Il devrait aussi se pencher sur Maurice Cloche, le réalisateur du film, qui avait, douze ans plus tôt, surpris et ébloui le chroniqueur du journal Comoedia (20 février 1935) Jean Vincent-Bréchignac (et son successeur Fernand Lor l'année suivante, ainsi que beaucoup d'autres critiques qu'on peut trouver sur Gallica) avec un documentaire flamboyant sur le Mont Saint Michel, puis s'était spécialisé dans la mise en valeur des détails de l'existence quotidienne en province avec "Ces dames aux chapeaux verts" et à Paris avec "Sixième étage" (voir lé critique dans Le Matin du 28 juillet 1939 p.4). Neuf ans après Monsieur Vincent, en 1956, il allait revenir à la thématique chrétienne avec "Un missionnaire" (à propos de l'Algérie) à partir d'un témoignage authentique, mais que les milieux chrétiens de l'époque jugèrent maladroit.

Cloche n'était pourtant pas spécifiquement étiqueté catholique. Ses sujets ont été variés. A gauche les communistes ont vertement critiqué un de ses films sur l'enfance délinquante, mais Témoignage chrétien du 16 avril 1948 a signalé que "Monsieur Vincent" a été interdit aux Etats-Unis pour ses tendances communistes tandis que dans la revue du Parti communiste français La Pensée d'octobre 1948 (p. 106) le résistant Pol Gaillard lui reconnaissait le mérite d'avoir insisté sur l'importance des conditions matérielles de vie des pauvres et d'avoir montré que "l'expérience apprend de plus en plus à Vincent ce qu'il ne voulait pas admettre d'abord, qu'on ne peut rien tout seul, qu'on ne peut rien sans argent, qu'il faut organiser, organiser et que c'est là une tâche sociale et politique; il est contraint, bien qu'il y répugne, d'intervenir toujours plus haut, de s'adresser à l'Etat (car le dévouement des grandes dames ne va pas loin et l'on ne peut pas compter sur elles par exemple pour recueillir les enfants abandonnés".

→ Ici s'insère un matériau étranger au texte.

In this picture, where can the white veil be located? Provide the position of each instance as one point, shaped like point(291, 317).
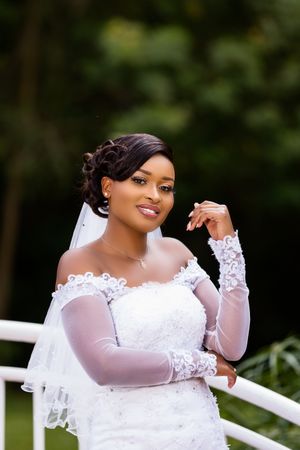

Il semble que le PCF ne lui en voulait pas d'avoir terminé son scénario en 1943 sous l'Occupation, et d'avoir travaillé sous la botte allemande comme beaucoup d'autres cinéastes...

Extrait de la critique de Monsieur Vincent dans "La femme dans la Cité"  revue du Rassemblement féminin martiniquais de 1949, dont on peut supposer qu'elle reflétait le regard chrétien provincial (aussi bien qu'outre mer) sur ce film à l'époque :

"Une société a été créée il y a quelque temps :« L'Office Familial de documentation Artistique » ( OFDA ), dans le but de produire, non pas des films de propagande, mais des oeuvres fortes françaises, chrétiennes et profondément humaines. Elle a procédé par souscription dans la France entière. « Monsieur Vincent » est le premier résultat de son effort(*). Il ne faut pas hésiter à dire que c'est un chef-d'oeuvre. Mais n'allez pas voir ce film si vous êtes décidé à vous admirer vous-mêmes et à demeurer content de vous. On en sort comme honteux. Ce n'est pas la vie d'un homme charitable. C'est l'évocation même de la Charité. Et la Charité, comme tout ce qui est grand, est vouée à la solitude. Vincent de Paul a été seul, effroyablement seul. Seul quand il pénètre à Châtillon-en-Dombes, dont la population se calfeutre par crainte de la peste et lui jette des pierres pour qu'il s'en aille : ces gros souliers ferrés qui résonnent sur le pavé désert, ce visage de bonté qui se heurte à la dureté farouche de l'égoïsme . . . Seul sur ces galères, dont on l'a nommé aumônier général. Seul à sentir l'abîme de détresse de ces misérables qu'on traite pis que des bêtes. Seul dans des taudis de Clichy, où il écoute, en essayant de trouver le sommeil, les voix de la folie, du vice, de la maladie, les cent voix du mal qui crient vers lui de tous les murs. Seul aux prises avec l'Administration, qui ne lui pardonne pas d'avoir découvert la misère humaine, si bien couverte jusque là et qu'on avait loisir d'ignorer. Seul avec les "grandes dames de charité" qui refusent de se laisser entraîner au delà des papotages qu'elles avaient baptisé « charité ». Seul face à Richelieu, aux grands de la terre, aux malheureux aigris, à ses propres collaborateur (...)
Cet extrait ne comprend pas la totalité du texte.